Branching Out to the Next Generation

If sustaining the industry is one challenge, perpetuating the business to attract a new generation of farmers is another.

“The focus of the NCPNPA must change. We have to educate the young agriculture students that this is a viable alternative to conventional farming,” Bryant said. “There is money to be made and there is a future in it.”

In partnership with N.C. State University, several members of the producers association funded an engineering project aimed at mechanizing the most labor-intensive aspect of pine straw production.

Pine straw is typically raked and errant debris is sorted out by hand. Using a primitive cart with a lever, the clean straw is packed into a tight bundle that is tied.

“Historically we had plenty of laborers to bale the straw. But now we endeavoring to get manufacturers to come up with machines to take the place of some of this labor,” Bryant said.

Terry Bryant

Terry Bryant with the Pine Biner team, all N.C. State agricultural engineering students.

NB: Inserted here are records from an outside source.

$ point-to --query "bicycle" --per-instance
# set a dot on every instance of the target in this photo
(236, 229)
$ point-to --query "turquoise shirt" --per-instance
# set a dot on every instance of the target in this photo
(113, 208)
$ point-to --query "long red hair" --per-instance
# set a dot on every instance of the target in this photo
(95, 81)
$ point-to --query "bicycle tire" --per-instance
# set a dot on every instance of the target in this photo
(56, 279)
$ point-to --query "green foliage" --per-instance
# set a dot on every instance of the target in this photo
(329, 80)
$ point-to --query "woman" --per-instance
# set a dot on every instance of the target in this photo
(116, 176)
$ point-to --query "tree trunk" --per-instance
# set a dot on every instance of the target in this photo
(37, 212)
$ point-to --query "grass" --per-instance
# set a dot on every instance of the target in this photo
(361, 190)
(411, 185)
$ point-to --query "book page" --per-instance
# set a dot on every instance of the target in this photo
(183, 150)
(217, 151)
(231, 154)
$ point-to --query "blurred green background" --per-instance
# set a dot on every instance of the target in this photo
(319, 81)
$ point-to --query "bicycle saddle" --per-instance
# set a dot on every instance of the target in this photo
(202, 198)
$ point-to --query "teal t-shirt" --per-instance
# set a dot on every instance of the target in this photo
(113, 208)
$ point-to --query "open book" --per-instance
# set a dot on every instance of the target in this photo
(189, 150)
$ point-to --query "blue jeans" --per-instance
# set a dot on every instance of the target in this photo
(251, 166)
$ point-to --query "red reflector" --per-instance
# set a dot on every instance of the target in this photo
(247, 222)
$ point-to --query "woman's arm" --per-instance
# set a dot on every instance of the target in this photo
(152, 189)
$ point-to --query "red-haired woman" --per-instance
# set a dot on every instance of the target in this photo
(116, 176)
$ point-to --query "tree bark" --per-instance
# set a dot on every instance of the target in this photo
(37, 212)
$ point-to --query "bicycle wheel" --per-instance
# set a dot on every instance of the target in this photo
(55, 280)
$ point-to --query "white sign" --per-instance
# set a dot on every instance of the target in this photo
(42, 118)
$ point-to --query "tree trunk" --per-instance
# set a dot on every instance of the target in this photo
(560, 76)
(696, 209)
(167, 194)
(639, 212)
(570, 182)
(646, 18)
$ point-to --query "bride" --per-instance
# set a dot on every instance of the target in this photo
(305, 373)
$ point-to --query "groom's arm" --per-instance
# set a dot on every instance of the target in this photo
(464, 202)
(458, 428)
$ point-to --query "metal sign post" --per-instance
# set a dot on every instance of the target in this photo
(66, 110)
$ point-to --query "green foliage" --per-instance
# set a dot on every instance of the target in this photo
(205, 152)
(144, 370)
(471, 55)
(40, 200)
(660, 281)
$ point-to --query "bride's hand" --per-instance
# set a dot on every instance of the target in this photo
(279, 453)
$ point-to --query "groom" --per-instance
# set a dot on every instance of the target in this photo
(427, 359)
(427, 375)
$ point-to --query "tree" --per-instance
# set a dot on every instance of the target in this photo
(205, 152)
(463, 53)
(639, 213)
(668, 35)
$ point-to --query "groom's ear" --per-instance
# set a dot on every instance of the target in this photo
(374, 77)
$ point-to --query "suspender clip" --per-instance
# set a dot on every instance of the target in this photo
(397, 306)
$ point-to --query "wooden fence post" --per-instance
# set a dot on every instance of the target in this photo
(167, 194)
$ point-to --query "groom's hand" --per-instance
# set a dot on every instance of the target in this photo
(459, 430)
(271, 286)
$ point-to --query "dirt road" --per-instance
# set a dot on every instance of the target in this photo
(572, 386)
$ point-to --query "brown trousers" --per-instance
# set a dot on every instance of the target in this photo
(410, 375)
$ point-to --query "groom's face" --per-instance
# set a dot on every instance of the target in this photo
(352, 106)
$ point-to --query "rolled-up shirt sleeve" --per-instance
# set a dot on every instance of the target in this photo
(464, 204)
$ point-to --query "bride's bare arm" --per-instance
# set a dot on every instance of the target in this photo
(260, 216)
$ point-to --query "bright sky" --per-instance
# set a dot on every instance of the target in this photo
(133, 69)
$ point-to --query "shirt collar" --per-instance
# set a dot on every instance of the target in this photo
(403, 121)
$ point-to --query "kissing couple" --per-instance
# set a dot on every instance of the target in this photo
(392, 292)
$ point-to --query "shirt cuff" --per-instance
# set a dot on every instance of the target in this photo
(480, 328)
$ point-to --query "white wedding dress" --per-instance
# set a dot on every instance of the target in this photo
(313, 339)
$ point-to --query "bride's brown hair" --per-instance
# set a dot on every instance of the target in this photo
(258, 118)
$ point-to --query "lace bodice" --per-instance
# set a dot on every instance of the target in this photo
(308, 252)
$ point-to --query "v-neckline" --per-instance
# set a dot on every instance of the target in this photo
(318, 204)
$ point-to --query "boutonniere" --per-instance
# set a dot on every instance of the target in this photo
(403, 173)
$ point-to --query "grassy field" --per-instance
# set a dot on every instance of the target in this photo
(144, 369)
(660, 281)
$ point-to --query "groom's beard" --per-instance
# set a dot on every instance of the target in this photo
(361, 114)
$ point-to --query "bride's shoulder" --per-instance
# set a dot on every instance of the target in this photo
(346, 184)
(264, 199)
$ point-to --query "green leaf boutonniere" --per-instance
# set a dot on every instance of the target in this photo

Five students in the Agricultural and Environmental Technology and Biological Engineering program designed the Pine Biner, a processing machine that sorts straw to make it easier for baling. Hailed by N.C. State as one of the best projects ever to come out of the program, Ben Cauthen, Ben Cranfill, Alex Greeson, Will Marsh and Matthew Parker, who is a Moore County resident, were presented the Superior Senior Design Award upon graduation in May.

Bryant estimated the machine is capable of reducing 15 percent of field labor, energy that could be redirected to other tasks. His hope is the design will interest big name manufacturers to develop new tools to enable the pine needle industry.

“This,” he said, “could be the start of something big.”